Secure Email Standard accreditation update

We've recently completed a review of the secure email accreditation. Following this review, we've made a number of recommendations to the way the Secure Email Implementation Guidance (SCCI1596) is administered.

We are grateful to the organisations who have contributed to the review - we plan to publish the findings of the report at the end of the summer but here are some of the core themes.

The recommended direction of travel is that the SCCI1596 email standard processes are simplified and that the assurance approach is aligned to the GDS standard (wherever possible) over the next 6-9 months.

To meet the secure email standard, organisations can either:

1. Join NHSmail - we have increaced capacity so your organisation can join quickly. Contact NHSmail contact changes – NHSmail Support if you have any questions on this option.
2. Complete a secure email accreditation application.
   • Self-accreditation of an in-house system which requires detailed assurance evidence and any ISO27001 documentation
   • Migrate to a secure email solution (Microsoft O365 is accredited), and ensure you provide assurance evidence such as clinical safety policies, clinical risk management.

Systems that are not accredited place your organisation at risk of cyber-attack and means there is a possibility that sensitive data could be sent insecurely.

We have no intention to switch off NHSmail accounts for sites that are transitioning to a secure email system, or those that use NHSmail accounts for clinical or high profile staff and have not yet migrated to a secure in-house email solution.

We do ask, that any organisations release any NHSmail accounts that are no longer required (e.g. if individuals leave your organisation, or when secure alternative email accounts are in place).
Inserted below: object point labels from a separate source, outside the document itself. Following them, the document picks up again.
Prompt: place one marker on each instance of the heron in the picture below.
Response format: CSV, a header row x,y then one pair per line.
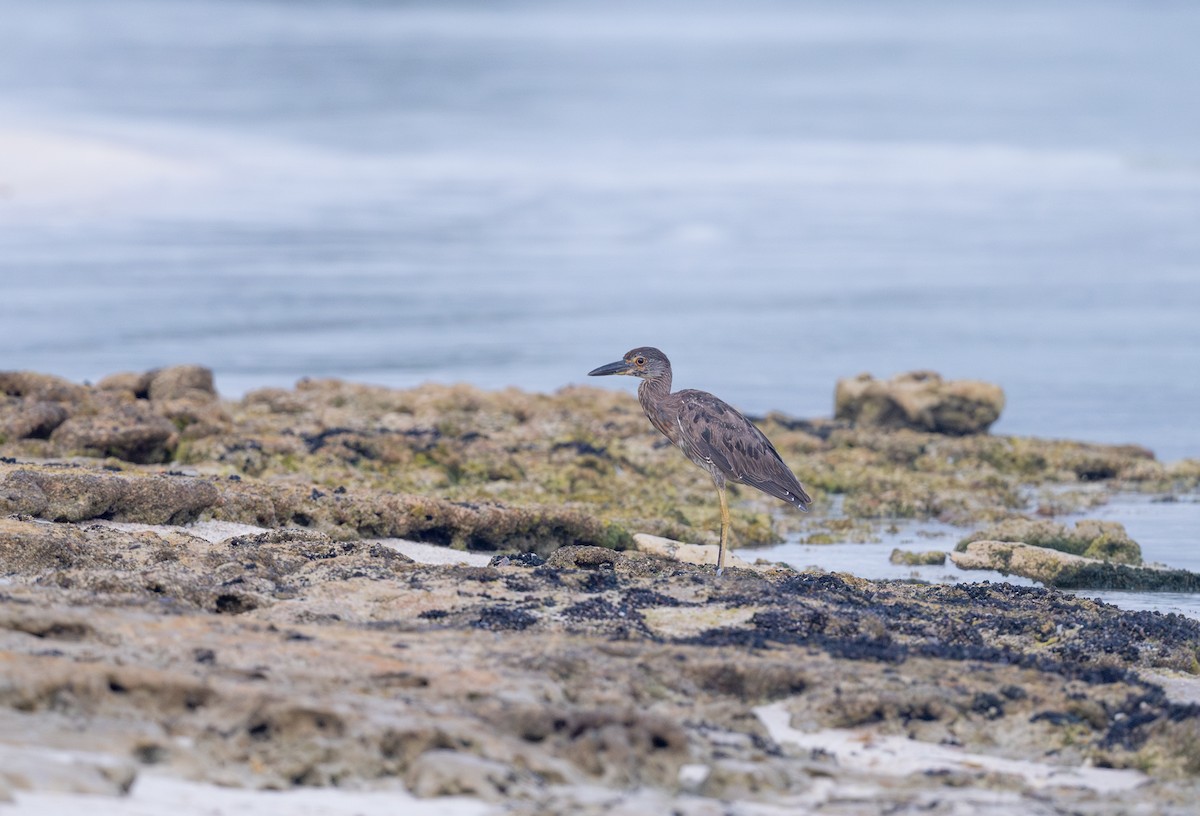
x,y
709,432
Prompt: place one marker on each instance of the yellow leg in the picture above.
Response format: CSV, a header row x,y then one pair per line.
x,y
725,529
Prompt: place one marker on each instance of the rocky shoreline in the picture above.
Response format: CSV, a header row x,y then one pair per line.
x,y
223,597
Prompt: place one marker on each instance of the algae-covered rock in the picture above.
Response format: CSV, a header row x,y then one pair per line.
x,y
919,400
131,431
1103,540
1063,570
79,496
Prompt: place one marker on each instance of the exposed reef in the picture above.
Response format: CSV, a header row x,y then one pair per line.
x,y
216,589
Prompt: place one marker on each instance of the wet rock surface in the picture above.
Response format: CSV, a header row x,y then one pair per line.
x,y
574,673
921,401
282,658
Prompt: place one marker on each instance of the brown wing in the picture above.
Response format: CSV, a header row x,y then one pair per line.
x,y
719,438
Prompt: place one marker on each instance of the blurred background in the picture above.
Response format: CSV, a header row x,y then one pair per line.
x,y
510,193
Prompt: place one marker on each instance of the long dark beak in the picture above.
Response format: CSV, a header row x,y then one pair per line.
x,y
618,367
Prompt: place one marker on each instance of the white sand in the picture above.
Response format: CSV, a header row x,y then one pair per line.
x,y
899,756
155,795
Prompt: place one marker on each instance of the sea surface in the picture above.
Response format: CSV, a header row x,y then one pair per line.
x,y
510,193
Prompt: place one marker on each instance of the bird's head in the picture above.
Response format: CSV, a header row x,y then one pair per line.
x,y
646,363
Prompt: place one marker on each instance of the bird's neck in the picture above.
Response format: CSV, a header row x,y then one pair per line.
x,y
654,389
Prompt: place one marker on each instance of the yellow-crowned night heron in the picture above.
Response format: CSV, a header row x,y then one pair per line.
x,y
711,433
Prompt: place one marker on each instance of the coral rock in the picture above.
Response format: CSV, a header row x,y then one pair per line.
x,y
919,400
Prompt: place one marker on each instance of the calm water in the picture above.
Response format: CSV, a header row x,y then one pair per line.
x,y
777,193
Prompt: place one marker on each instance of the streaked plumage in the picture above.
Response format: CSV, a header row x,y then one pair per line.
x,y
711,432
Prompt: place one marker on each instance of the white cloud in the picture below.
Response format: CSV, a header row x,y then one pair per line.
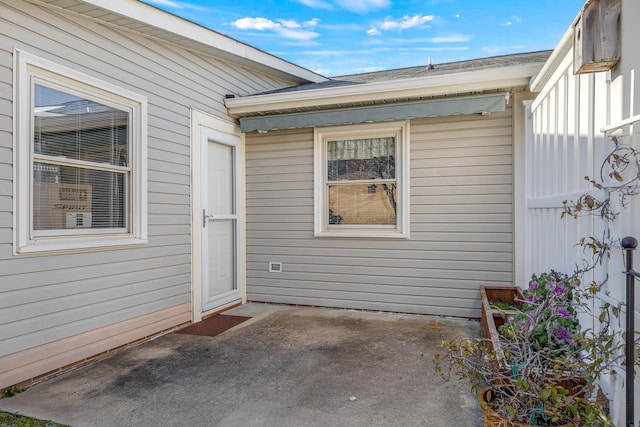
x,y
176,4
499,50
316,4
403,23
454,38
311,23
284,27
363,6
254,24
513,20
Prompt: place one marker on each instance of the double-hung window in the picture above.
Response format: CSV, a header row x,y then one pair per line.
x,y
361,181
80,148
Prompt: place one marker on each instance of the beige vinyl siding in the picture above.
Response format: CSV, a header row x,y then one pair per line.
x,y
50,297
461,224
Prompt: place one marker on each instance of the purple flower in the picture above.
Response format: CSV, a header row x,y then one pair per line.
x,y
562,334
559,289
524,324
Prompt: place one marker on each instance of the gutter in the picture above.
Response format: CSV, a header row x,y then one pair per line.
x,y
429,86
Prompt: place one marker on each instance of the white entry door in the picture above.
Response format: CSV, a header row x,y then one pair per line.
x,y
220,250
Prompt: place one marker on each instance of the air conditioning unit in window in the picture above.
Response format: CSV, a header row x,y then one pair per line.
x,y
596,37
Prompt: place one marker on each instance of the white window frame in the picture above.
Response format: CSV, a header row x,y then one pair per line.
x,y
29,69
322,228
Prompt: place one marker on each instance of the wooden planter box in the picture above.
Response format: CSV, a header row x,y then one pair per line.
x,y
492,319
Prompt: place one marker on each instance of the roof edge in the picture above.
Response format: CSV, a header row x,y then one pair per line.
x,y
440,85
557,56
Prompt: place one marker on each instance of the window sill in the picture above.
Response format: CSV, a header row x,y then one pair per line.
x,y
80,245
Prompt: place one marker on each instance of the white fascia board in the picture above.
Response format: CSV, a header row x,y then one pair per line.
x,y
439,85
553,63
225,45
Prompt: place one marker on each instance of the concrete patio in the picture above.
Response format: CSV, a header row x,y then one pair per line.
x,y
286,366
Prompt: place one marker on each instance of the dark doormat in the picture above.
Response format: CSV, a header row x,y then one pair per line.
x,y
214,325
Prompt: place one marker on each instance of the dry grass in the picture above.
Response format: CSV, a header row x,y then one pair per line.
x,y
8,419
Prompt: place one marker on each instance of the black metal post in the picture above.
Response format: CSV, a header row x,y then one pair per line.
x,y
629,244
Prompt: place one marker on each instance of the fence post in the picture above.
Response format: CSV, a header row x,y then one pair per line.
x,y
629,244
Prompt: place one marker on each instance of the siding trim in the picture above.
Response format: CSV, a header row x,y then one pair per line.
x,y
48,358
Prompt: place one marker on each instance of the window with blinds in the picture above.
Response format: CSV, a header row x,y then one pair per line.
x,y
81,150
81,169
361,173
361,181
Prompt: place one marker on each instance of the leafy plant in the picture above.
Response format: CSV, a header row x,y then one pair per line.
x,y
550,367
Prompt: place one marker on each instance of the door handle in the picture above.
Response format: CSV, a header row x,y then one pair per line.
x,y
205,217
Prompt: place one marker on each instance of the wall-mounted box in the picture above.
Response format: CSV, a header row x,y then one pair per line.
x,y
596,37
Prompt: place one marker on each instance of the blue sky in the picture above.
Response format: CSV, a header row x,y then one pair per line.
x,y
337,37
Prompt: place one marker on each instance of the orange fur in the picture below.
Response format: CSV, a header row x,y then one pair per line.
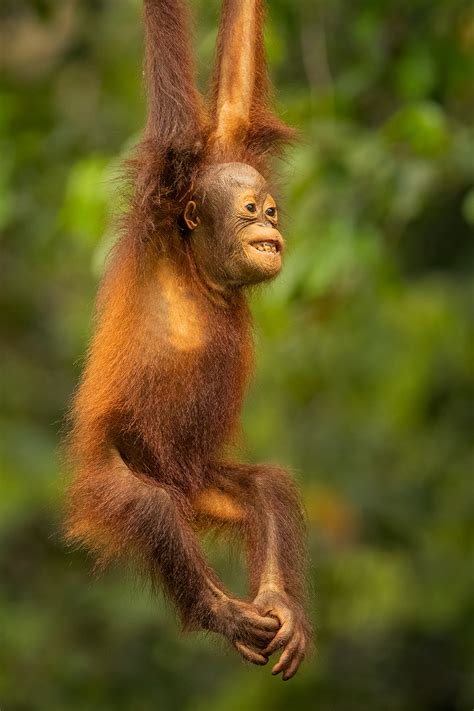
x,y
161,394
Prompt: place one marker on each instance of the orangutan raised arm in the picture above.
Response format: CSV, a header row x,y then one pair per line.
x,y
161,394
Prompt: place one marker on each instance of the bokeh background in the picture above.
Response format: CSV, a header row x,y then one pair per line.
x,y
365,375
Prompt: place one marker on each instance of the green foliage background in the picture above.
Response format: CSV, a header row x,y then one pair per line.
x,y
365,374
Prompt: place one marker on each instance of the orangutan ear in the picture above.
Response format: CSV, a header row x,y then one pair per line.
x,y
190,215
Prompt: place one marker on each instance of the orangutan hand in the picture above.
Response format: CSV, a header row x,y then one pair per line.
x,y
293,634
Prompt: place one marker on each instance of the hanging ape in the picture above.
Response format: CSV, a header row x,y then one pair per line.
x,y
162,390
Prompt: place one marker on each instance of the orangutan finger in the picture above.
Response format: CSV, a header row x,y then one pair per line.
x,y
287,657
280,639
295,665
250,655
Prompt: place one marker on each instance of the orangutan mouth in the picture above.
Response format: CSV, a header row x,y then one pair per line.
x,y
272,246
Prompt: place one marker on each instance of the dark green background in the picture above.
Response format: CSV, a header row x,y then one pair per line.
x,y
365,362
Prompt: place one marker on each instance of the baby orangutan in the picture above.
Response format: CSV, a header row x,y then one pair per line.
x,y
163,386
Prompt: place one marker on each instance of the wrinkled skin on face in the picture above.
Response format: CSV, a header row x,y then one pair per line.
x,y
232,226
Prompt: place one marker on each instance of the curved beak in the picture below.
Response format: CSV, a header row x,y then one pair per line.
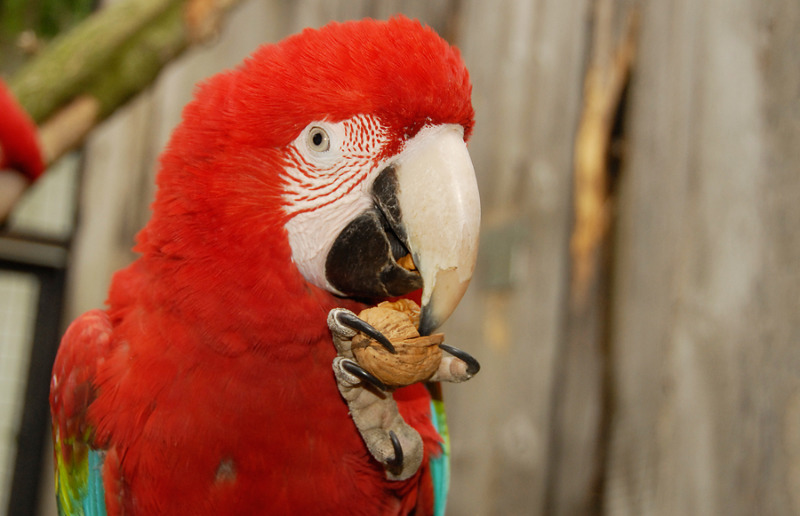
x,y
421,229
438,198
We recognise that meeting the secure email standard for all email exchange is challenging for some organisations. We're happy to help, so please contact the NHSmail team to inform us of your 'secure email standard' position.  

We can also provide general advice and guidance, benefits information to support business cases, and address any concerns you have. We would like to update our cyber security colleagues.
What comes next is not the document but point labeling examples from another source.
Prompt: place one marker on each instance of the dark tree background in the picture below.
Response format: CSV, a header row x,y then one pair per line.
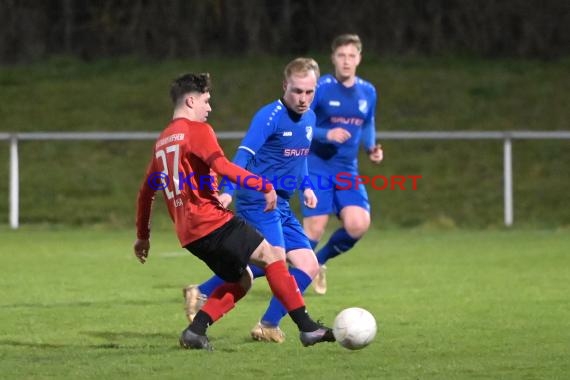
x,y
33,29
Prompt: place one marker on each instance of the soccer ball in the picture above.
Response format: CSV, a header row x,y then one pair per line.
x,y
354,328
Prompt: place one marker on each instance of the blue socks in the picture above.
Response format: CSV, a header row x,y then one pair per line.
x,y
276,311
339,242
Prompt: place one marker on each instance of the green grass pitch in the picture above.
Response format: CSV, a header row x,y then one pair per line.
x,y
455,304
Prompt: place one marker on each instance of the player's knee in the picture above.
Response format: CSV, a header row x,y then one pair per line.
x,y
267,254
246,280
356,228
315,230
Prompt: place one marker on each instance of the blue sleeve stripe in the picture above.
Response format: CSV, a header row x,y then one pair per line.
x,y
246,148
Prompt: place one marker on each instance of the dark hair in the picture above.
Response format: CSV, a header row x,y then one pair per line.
x,y
188,83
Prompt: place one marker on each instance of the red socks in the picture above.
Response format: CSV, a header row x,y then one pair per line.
x,y
284,286
223,299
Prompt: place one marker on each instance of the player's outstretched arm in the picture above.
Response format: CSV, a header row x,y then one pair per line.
x,y
376,155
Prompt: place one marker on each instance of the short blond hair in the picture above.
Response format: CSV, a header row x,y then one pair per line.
x,y
301,65
347,39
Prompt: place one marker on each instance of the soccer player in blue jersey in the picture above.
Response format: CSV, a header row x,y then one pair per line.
x,y
276,147
345,106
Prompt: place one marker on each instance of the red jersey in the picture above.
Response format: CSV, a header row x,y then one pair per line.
x,y
186,158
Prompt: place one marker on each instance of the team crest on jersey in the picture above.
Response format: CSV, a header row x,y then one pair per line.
x,y
309,131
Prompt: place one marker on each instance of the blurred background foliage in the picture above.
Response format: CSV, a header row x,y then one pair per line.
x,y
192,28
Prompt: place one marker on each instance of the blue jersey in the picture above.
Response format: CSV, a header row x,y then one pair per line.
x,y
275,147
351,108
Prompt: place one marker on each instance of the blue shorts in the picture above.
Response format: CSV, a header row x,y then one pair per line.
x,y
334,191
280,227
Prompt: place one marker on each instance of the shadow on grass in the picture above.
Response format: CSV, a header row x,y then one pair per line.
x,y
116,340
89,304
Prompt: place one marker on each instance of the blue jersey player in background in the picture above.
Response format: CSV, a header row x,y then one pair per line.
x,y
345,107
276,147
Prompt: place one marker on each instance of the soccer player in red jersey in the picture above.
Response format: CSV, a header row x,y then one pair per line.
x,y
185,159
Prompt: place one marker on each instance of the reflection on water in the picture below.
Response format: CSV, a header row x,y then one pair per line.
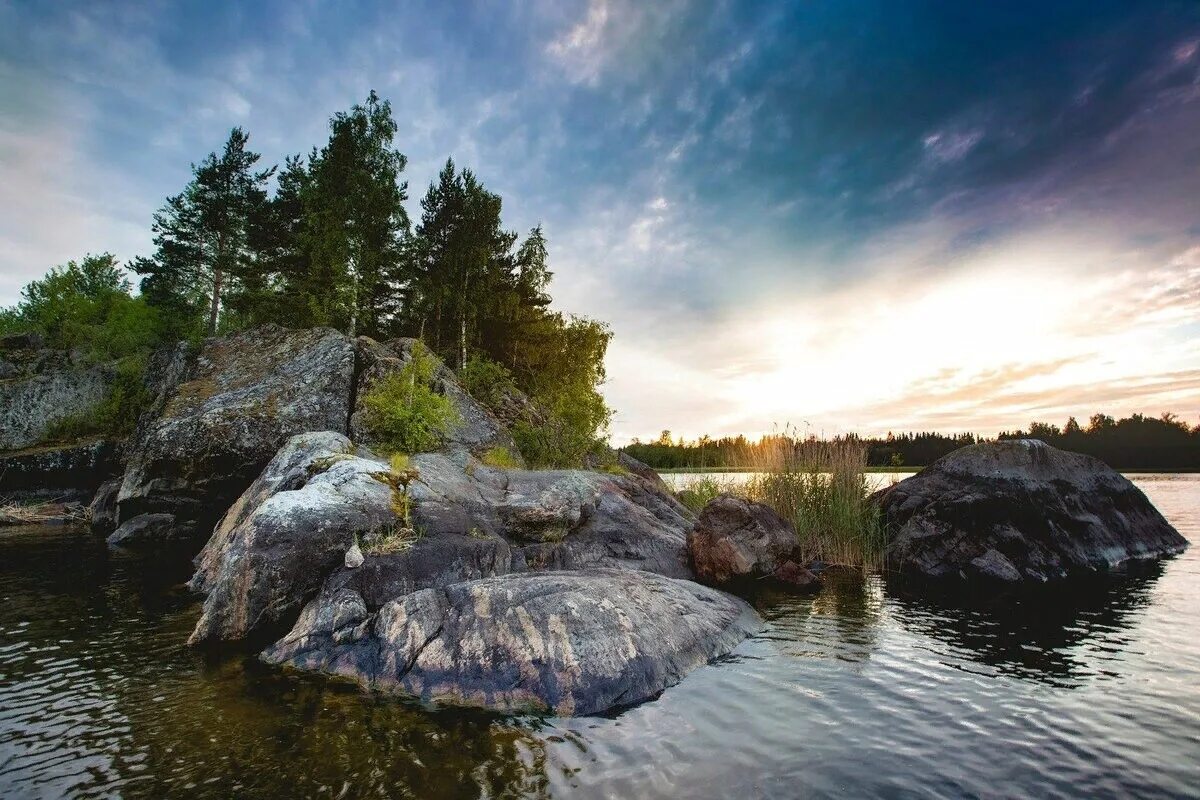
x,y
1047,633
867,687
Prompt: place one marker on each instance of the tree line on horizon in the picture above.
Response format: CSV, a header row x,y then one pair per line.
x,y
333,245
1137,441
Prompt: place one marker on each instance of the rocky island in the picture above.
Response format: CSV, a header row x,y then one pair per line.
x,y
449,578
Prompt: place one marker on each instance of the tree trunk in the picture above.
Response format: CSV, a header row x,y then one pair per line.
x,y
354,299
215,306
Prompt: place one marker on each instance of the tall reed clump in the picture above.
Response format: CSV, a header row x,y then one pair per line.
x,y
699,492
822,488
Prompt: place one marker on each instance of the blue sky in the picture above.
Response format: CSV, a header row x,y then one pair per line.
x,y
840,215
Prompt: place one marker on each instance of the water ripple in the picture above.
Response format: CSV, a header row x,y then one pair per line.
x,y
862,690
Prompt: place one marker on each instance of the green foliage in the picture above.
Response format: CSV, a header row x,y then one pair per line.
x,y
699,492
822,488
561,366
499,458
402,411
354,223
334,247
85,306
487,382
204,240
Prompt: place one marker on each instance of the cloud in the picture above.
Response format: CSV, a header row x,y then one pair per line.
x,y
786,211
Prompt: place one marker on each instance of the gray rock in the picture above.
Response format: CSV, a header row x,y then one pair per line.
x,y
244,396
33,403
570,643
739,540
292,528
479,431
563,519
1019,511
102,510
276,547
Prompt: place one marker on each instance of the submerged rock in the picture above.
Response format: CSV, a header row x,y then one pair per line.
x,y
150,530
739,540
102,510
1019,511
293,525
571,643
228,415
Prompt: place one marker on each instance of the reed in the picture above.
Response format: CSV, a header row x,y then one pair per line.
x,y
821,487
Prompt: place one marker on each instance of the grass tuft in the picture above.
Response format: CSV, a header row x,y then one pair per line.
x,y
499,458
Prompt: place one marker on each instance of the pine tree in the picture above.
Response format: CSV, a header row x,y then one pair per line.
x,y
354,222
466,270
202,236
We are setting up a range of new user forums and activities to shape the future of NHSmail and the digital collaborative service (seeking a mixed community of users and stakeholders). We are on-boarding a range of new users to NHSmail this year, including all pharmacy sites, optometrists, dentists and the first wave of independent care providers, establishing opportunities for secure collaboration across whole health and care communities. 
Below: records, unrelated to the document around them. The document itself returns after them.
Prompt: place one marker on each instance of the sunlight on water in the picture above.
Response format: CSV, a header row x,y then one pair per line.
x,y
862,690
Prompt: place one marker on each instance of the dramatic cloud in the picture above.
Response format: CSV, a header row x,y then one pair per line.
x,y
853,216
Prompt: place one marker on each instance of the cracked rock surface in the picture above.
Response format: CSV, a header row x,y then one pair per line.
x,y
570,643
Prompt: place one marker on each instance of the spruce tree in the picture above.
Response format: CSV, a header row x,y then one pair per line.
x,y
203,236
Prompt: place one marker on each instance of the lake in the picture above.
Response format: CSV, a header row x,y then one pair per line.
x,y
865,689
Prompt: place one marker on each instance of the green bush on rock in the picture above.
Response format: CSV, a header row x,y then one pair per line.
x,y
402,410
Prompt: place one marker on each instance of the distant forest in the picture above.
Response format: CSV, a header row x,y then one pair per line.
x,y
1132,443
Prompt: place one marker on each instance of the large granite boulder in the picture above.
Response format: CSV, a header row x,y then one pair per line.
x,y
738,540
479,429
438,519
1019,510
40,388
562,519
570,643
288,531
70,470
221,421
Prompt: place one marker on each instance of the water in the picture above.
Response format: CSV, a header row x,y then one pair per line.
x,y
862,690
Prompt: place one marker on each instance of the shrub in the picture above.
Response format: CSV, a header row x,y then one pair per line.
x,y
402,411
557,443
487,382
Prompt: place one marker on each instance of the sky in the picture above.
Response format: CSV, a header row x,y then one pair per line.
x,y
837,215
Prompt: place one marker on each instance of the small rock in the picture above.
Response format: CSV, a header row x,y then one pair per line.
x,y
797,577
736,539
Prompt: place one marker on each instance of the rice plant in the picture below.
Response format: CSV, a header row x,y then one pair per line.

If you are interested in getting involved with our user forums then contact us at NHSmail support.

In summary, each organisation needs to make a local decision on the balance of risk (cyber-attacks, unsecure email exchange) and the provisions to implement the secure email standard in this context.

NHSmail is ready to welcome new organisations and continues to plan strategically to ensure that our service evolves and improves in line with the needs of our expanding user base.